Voiture : ce que veulent les femmes

PAR Laurent Lepsch, le 10/09/2012 à 11:48


Dans l’imaginaire collectif, une voiture puissante et rutilante  y est vue comme un pitoyable prolongement (substitut ?) phallique,  un symbole fort de statut social ou, plus prosaïquement, comme un moyen efficace de prendre et donner du plaisir. Lorsqu’elle est longue, puissante et chère, la belle sur quatre roues est sans doute pour l’homme un peu tout ça, parfois même tout cela à la fois.
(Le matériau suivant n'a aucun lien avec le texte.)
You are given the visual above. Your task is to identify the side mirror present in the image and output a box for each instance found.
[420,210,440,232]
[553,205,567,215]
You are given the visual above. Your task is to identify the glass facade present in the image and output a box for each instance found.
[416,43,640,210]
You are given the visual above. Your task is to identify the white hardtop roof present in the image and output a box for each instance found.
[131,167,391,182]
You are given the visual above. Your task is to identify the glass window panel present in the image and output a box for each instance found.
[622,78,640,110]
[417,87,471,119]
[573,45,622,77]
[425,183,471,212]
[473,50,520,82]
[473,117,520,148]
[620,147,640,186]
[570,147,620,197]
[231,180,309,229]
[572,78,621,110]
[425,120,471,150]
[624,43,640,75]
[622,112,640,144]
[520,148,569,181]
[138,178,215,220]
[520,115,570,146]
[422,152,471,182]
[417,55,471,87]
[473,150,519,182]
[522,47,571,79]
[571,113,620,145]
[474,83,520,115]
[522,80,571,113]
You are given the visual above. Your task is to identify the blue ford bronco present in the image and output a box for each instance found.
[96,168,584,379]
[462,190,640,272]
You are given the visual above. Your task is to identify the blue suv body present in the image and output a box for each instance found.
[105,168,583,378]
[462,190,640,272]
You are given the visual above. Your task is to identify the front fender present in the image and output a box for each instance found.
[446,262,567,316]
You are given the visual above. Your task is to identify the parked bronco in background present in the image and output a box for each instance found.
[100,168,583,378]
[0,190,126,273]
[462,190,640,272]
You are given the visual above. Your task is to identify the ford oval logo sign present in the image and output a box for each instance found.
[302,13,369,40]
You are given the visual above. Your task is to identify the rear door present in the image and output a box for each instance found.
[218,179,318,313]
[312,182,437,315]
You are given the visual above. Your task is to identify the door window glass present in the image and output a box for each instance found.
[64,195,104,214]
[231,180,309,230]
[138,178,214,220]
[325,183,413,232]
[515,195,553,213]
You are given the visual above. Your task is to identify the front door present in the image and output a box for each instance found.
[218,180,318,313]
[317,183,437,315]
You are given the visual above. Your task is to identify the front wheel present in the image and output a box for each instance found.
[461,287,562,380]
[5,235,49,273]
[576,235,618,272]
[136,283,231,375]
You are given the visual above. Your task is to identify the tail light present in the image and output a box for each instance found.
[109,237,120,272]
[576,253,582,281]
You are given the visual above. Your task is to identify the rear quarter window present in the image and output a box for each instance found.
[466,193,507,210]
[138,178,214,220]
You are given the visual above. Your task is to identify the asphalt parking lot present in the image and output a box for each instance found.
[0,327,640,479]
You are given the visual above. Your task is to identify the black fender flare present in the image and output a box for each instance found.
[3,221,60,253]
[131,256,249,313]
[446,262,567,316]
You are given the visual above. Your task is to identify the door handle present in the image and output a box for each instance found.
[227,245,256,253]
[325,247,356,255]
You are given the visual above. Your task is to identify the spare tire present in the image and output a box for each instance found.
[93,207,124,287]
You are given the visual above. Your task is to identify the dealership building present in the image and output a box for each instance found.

Mais pour la femme alors ? Quelle mouche la pique donc de préférer se montrer dans une Ferrari plutôt qu’une Twingo ? Et d’abord, est-ce vraiment le cas ? Probablement, l’éducation reçue et l’environnement dans lequel une demoiselle a longtemps évolué, pèseront sensiblement dans sa volonté de s’afficher ou non plus tard en « grosse bagnole ».

Ainsi, avoir passé sa prime jeunesse dans la Creuse au sein d’une famille aux valeurs simples et proches de la nature – mais peut-il sérieusement en être autrement dans ce département ? -, donnera mathématiquement toujours plus de garanties de rester ensuite à bonne distance des spotlights – et donc, par extension, des véhicules aux blasons prestigieux -, qu’une adolescence vécue à Cannes ou tout autre ville tentatrice de cet acabit où pullulent les Ferrari, Porsche et autre Aston Martin.

Par ailleurs, contrairement au mâle qui, majoritairement cherchera à se montrer dans une puissante cylindrée pour une des raisons pré-citées, une femme est aussi naturellement plus discrète qu’un homme. Plutôt, à l’ostentation d »une voiture, lui préfèrera-t-elle presque chaque fois, celle d’un joli bijou ou d’un sac de grande marque.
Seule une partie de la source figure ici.